The cost of this submarine trip was a little steep at $100.00 (CAN) but several people recommended it and said it was well worth it. After the usual morning routine, I again found myself waiting for a bus to pick me up at the gate (transfers to and from Atlantis Submarines in Bridgetown were included so that was a plus). After some stops at some of the resorts along the way to pick up other passengers, we arrived at the docks in Bridgetown. The last tour hadn’t returned yet so we were asked to wait in the Atlantis Submarines main office building until the boat that would take us to the submarine returned to port. As I browsed the gift shop, a conversation caught my attention. “There was an earthquake? Here?” I asked. “Well, no not really. It was closer to the nearby islands of Trinidad and St. Lucia but some people in Barbados claim they felt the ground shake a little bit”. This was a little disappointing to me. Not that I would want a destructive earthquake to occur anywhere but, just once, I would like to experience a little tremor just to see what it feels like.
As I was eying some neat-looking keychains to buy as souvenirs for people back home, a commotion started by the main doors. A young man was being cornered by a group of women. They were taking pictures and fawning over him like he was someone famous. Well, apparently he was someone famous. I heard of the show The Walking Dead but never watched an episode of it in my life. It seems this man was a leading character on the show’s third season. Some Vincent someone (I didn’t catch his last name) but die-hard fans of the show certainly knew who he was. I watched this spectacle from afar. I never really did get the fuss people make over famous people. They are, after all, just people like you and me.
A few minutes later, we were boarding a small ferry that would take us to the waiting submarine. It took about twenty minutes to reach Atlantis and during that short ride, we listened to some safety instructions (I actually listened to these instructions as they were quite different from the safety instructions I heard over and over again on planes and ferries….we were boarding a submarine after all and there were some interesting, but unlikely, things that could go wrong) and watched the city get smaller and smaller as we sailed out to deeper waters. When we reached our destination, the engines stopped and we waited. There was no submarine in sight. A few minutes later, it broke the surface.

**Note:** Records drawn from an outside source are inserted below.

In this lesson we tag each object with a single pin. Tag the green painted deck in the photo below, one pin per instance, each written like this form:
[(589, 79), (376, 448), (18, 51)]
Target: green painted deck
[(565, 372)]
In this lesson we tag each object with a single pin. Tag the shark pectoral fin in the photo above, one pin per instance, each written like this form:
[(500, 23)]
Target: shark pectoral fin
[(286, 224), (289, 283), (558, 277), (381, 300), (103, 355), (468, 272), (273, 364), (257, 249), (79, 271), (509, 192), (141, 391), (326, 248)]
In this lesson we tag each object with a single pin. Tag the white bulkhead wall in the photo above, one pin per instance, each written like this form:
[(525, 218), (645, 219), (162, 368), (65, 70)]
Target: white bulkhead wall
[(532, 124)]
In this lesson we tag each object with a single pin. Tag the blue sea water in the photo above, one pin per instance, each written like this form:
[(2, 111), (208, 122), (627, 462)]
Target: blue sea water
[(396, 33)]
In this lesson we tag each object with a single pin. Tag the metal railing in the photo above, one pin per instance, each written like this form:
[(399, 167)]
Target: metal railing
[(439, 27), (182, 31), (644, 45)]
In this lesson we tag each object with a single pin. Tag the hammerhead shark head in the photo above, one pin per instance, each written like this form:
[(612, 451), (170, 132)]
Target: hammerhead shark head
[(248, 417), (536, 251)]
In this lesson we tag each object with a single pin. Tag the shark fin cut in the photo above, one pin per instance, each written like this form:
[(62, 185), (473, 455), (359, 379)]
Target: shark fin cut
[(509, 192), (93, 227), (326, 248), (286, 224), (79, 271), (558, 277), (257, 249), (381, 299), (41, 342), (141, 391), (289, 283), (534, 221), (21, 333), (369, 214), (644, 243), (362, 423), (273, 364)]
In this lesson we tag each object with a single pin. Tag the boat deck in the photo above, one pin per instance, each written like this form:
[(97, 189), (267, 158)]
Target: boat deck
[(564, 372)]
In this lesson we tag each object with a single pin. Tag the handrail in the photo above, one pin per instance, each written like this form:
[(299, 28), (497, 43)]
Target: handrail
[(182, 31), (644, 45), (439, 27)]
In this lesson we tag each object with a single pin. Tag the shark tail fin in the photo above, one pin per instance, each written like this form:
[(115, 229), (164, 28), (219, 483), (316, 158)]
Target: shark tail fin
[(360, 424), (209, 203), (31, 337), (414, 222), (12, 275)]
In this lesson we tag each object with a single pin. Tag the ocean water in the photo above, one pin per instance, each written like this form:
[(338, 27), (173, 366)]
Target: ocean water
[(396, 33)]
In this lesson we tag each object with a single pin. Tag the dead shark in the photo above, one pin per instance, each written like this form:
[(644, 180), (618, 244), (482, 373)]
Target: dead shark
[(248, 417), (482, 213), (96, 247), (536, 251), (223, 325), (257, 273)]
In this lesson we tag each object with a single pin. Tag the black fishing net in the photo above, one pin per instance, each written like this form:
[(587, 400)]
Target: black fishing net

With the help of a gangway and some very steep stairs, one by one, we boarded Atlantis, took our seats on front of some little round windows and sunk below the surface. I was expecting my ears to pop or my head to feel like it was going to explode as we went deeper and deeper below the surface but no such thing happened. It didn’t feel any different from sailing on a boat except we were underwater. We dropped to just a few meters above the ocean floor to a depth of 150 feet and watched turtles, barracuda and thousands of colorful fish float by in that strange underwater world. There were tons of strange marine plant life and a few shipwrecks too. I was a little disappointed to learn that the shipwrecks were planned shipwrecks authorized by the government for recreational divers. It would have been so much cooler if we were looking at sunken pirate ships but it was pretty cool anyway. We went around a couple of reefs and went a little deeper for a while and before I knew it, the hour was up and we headed back to the surface…after the crew graced us with their rendition of My Heart Will Go On from the movie Titanic.
I enjoyed the tour. Would I do it again? Probably not. In the future, if I think I will be spending a lot of time down south, I may just spring for one of those prescription masks. Atlantis gave me the opportunity to see what it was like underwater but it didn’t give me the opportunity to feel what it is like and to be one with that strange world under the sea.